People Are Afraid Cash-for-Clunkers Will Be Too Successful?
President Obama is pushing a compromise cash-for-clunkers program that will bridge the gap between two competing bills and provide a sliding incentives scale, whereby drivers will receive a cash voucher for trading in their old cars for more fuel-efficient ones — the greater the increase in efficiency, the more valuable the voucher.
Yet the plan has come under some criticism, the basic thrust of which appears to be that it might be too successful.
Some environmentalists have argued that by spurring new car production, it could actually lead to higher carbon emissions, rather than reducing emissions as intended, since 10 to 20 percent of a car’s lifetime emissions come from its manufacturing. Still, with Detroit on its knees and many thousands of Americans out of work, few would argue that stimulating the auto industry would be a bad thing, particularly if it’s producing more fuel-efficient vehicles. There may be merit to this line of reasoning, but it’ll never fly in Congress or with the public at large.

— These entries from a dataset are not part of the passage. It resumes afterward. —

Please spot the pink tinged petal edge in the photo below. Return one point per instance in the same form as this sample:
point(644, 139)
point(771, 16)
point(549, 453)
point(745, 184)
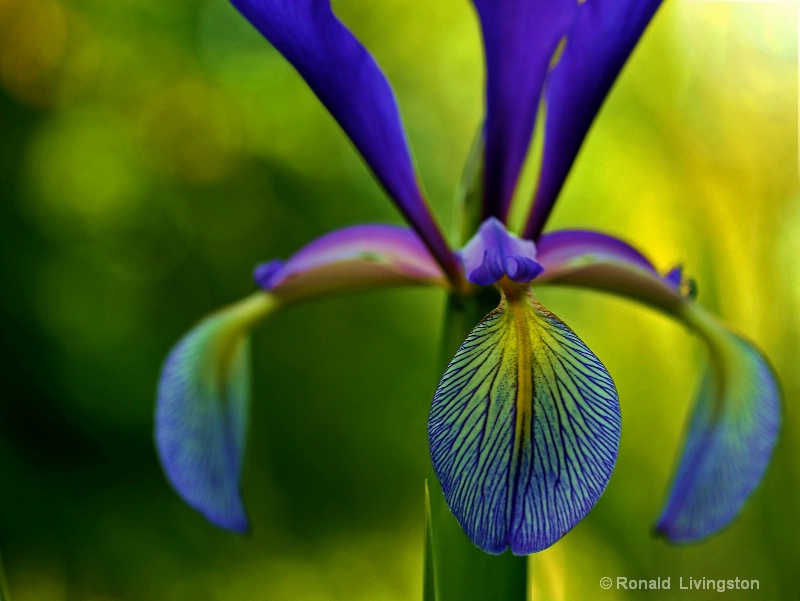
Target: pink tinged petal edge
point(494, 253)
point(520, 37)
point(730, 438)
point(355, 257)
point(348, 81)
point(599, 43)
point(735, 422)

Other critics point to the example of Germany, where a similar cash-for-clunkers program was so popular (car sales rose 11.9 percent in February, as they fell just about everywhere else in the world) that it cost the government three times the anticipated price tag. Sure, Berlin might have to scrounge a bit to come up with the extra 3 billion euros (roughly $4 billion). But if we can turn around Detroit with just a few billion dollars, none but the fiercest deficit hawks will complain — particularly when we’ve already spent over $17 billion trying to do just that, and could end up shelling out as much as $130 billion.
Now, there are some legitimate causes for concern, such as the potential impact of cash-for-clunkers on used car dealerships. Still, with the auto industry in such perilous straits, it’s hard to turn down the prospect of a program that can simultaneously encourage fuel efficiency and improve the long-term health of Detroit.